CMM: The two stories that had the heaviest revisions were “Real Women Have Bodies” and “The Resident.” “Real Women Have Bodies” is plot-wise more or less the same, but it’s such an old story I had to really revise it on a line level to get it to a place where I felt satisfied that it matched the other stories. “The Resident,” on the other hand, was a hot mess when Graywolf bought my book. It was the only story that had never been published or edited in any way.
The biggest problem was I didn’t quite know what “The Resident” was about, so there were just a lot of plot threads and dead ends that didn’t quite add up to anything cohesive. My editor, Ethan Nosowsky, was brilliant. He basically said that he didn’t know what the story was about, either, but he was pretty sure I did underneath all the chaos. So he told me what he was noticing—what he thought my subconscious had tucked away in there.

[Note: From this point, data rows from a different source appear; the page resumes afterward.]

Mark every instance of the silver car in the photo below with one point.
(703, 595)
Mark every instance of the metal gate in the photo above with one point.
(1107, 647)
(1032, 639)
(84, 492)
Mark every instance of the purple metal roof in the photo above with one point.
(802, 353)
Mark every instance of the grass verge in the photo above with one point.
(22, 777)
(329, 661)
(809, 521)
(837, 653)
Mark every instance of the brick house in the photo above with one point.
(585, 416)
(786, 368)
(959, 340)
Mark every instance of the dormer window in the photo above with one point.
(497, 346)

I spent weeks on the story—and I was at a residency, so it was weeks for, like, 8 hours a day—and then one day, I was taking a shower and it all clicked together. The earlier version of the story had more or less the same plot, but there were all kinds of weird scenes that came about because I was imagining the story as a set of plot points being moved around by an author—me. (*wavy fingers* Metafictional!) But I ended up scrapping that idea entirely, trimming and tightening the story, and thinking more about the themes of how women—especially queer women—can write about themselves and mental health without falling into a stereotype ditch. That, I think, was what my subconscious was trying to do all along. It just took a while to rise to the surface.
CL: What work has been getting you through 2017?

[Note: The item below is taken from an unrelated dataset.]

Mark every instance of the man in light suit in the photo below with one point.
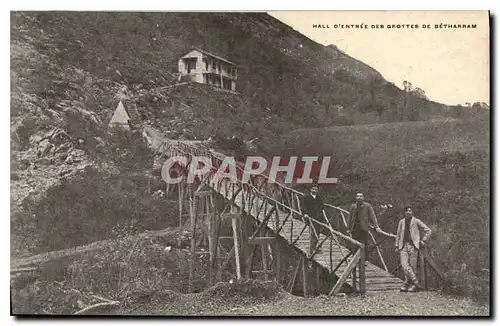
(408, 242)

CMM: Mostly bashing my way into a bunch of new essays and short stories and sketching out ideas for some longer projects. I’ve also been slowly taking notes for the next draft of my memoir, which is coming out from Graywolf in 2019.
CL: What art has been getting you through 2017?

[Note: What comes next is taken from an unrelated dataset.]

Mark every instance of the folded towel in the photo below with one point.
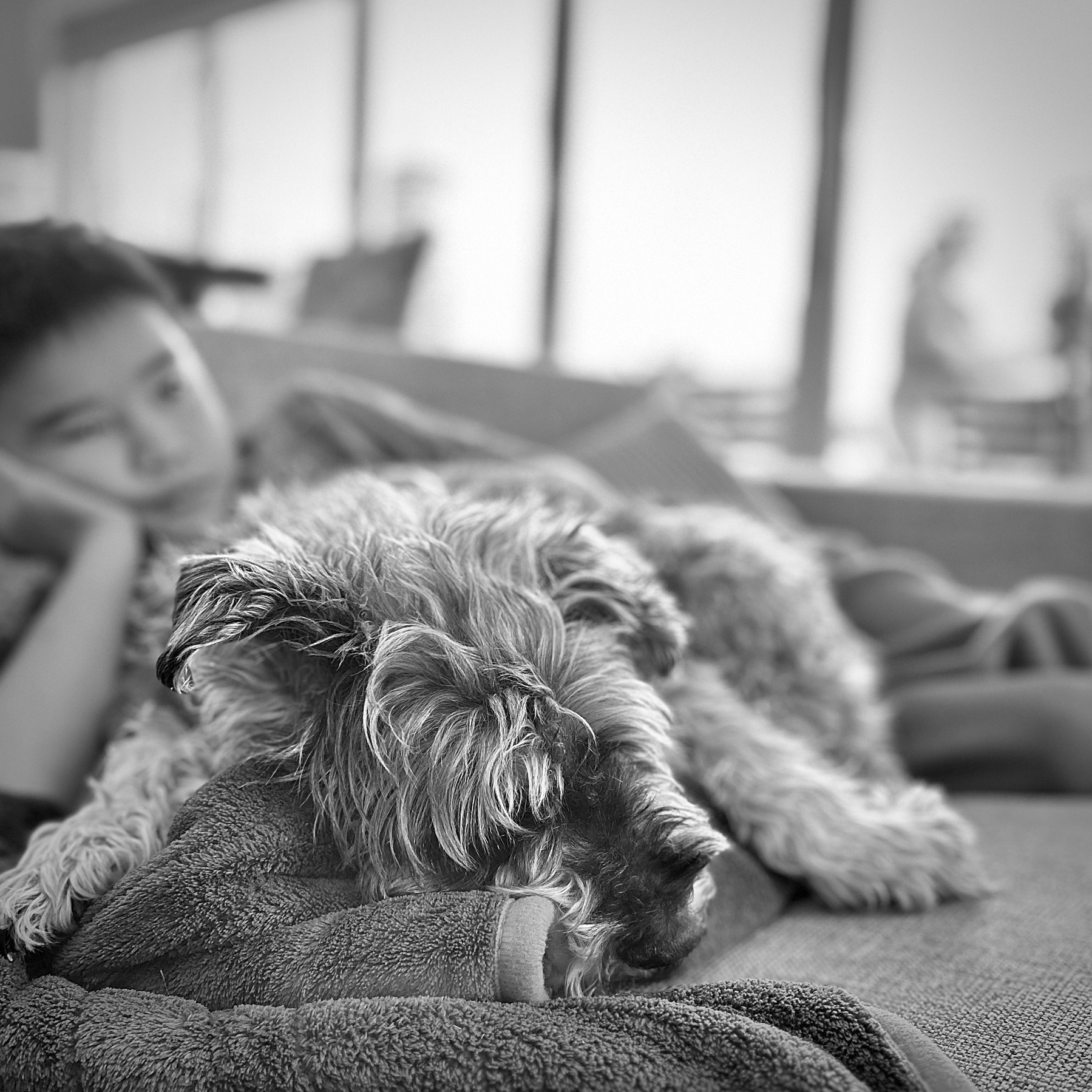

CMM: Beauty, cynicism, horror: What It Means When a Man Falls from the Sky by Lesley Nneka Arimah, White Dialogues by Bennett Sims, The Merry Spinster by Mallory Ortberg, Sour Heart by Jenny Zhang, We Are Never Meeting in Real Life by Samantha Irby. Bojack Horseman, Rick and Morty, Jane the Virgin. Get Out.
CL: You recently tweeted that you wish you could play Kesha’s song “Hymn” for every queer teen ever. What books or stories you wish you could give to every queer teen ever?
CMM: Weetzie Bat, Rubyfruit Jungle, The Price of Salt, Annie on My Mind. When I read these books as an adult, I remember wishing that someone told me when I was younger that folks were publishing books about queer characters long before I was born.
CL: Which writers of the body do you find instructive?
Lidia Yuknavitch, Roxane Gay, Leslie Jamison, Dodie Bellamy, Jenny Zhang, Samantha Irby, and Maggie Nelson.
CL: I loved your essay “O Adjunct! My Adjunct!” How does teaching inform your writing?
CMM: The neat thing about teaching is, even if you’ve lectured on a story or topic a thousand times, new students will come in with new questions that make you look at the material in a new way. At least once a semester, my students and I will be having a conversation about craft or genre and it’ll spark an understanding or idea about something I’ve been mulling over. I think I’d love teaching even if it didn’t inform my writing—I find working with students to be incredibly exciting and satisfying—but it’s certainly a nice bonus.